Employment With a Bachelor’s in Environmental Studies Degree
An environmental scientist’s potential job duties are numerous. Some environmental scientists perform water tests to determine how toxic liquids might flow and permeate the soil in the event of leakage of hazardous materials. Others may create graphs and heat maps that show how air pollution has changed over time, providing valuable information for the policymakers who are in a position to enact and enforce laws to mitigate pollutants.
One of the benefits of this path is that it is highly customizable based on your interests. As a student, you can focus more on the science or the liberal arts aspects of the field and choose an area of concentration. As an adult, you can pursue a career following your passion, whether that’s facilitating pollution management, green energy solutions conservation and protection of natural ecosystems. To break into your intended field, you can start by choosing the academic concentration or elective coursework that fits your goals and seek out opportunities for hands-on fieldwork, such as internships.

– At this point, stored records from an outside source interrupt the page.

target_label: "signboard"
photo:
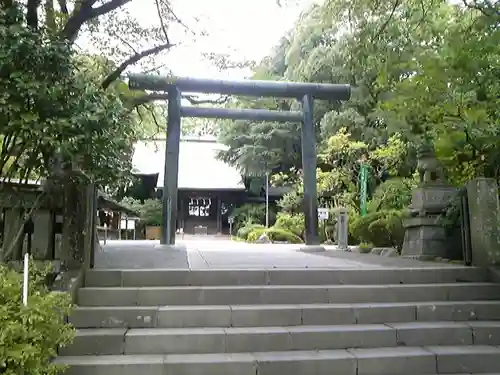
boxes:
[120,219,135,230]
[318,208,329,220]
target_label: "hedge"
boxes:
[0,262,74,375]
[248,227,303,243]
[236,224,265,241]
[351,210,405,249]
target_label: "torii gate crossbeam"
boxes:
[129,74,351,246]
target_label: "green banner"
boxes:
[359,164,368,216]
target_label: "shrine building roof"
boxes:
[132,137,245,190]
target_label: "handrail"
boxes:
[23,252,30,306]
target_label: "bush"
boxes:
[247,227,303,243]
[0,262,74,375]
[274,212,305,238]
[368,178,417,212]
[231,203,271,229]
[352,211,405,248]
[359,242,375,254]
[236,224,265,241]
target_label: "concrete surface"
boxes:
[95,241,464,269]
[56,238,500,375]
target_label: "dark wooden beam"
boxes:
[129,74,351,100]
[181,107,302,122]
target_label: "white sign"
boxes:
[120,219,135,230]
[318,208,329,220]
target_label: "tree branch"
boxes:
[101,42,174,89]
[155,0,170,43]
[132,93,229,108]
[61,0,132,42]
[57,0,69,16]
[26,0,41,29]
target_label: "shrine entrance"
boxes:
[129,74,351,246]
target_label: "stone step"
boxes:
[56,345,500,375]
[60,321,500,355]
[86,266,489,287]
[70,301,500,328]
[78,283,500,306]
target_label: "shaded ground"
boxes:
[95,237,464,269]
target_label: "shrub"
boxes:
[237,223,265,241]
[247,227,303,243]
[0,262,74,375]
[359,242,375,254]
[368,178,417,212]
[274,212,305,237]
[352,211,405,248]
[231,203,272,229]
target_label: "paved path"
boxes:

How much can you expect to earn with your bachelor’s degree in environmental studies? The BLS reported a 2020 median salary of $73,230 per year for environmental scientists and specialists. Environmental scientists and specialists who work for the federal government are some of the highest-paid professionals in the field, with a median salary of $103,180 as of 2020. However, your exact job title and function may affect your earning potential. For environmental policy analysts, for example, Salary.com reported an average salary of $53,899 for 2021. The average salary for environmental consultants was $70,703 in 2021, according to Salary.com.
The job outlook for environmental scientists and specialists remains favorable. Although the 8 percent rate of anticipated job growth is on par with the average rate of job growth rate across occupations, the BLS has projected that jobs in this occupation will increase by 7,300 between 2020 and 2030, climbing to a total of 94,400 jobs across the United States.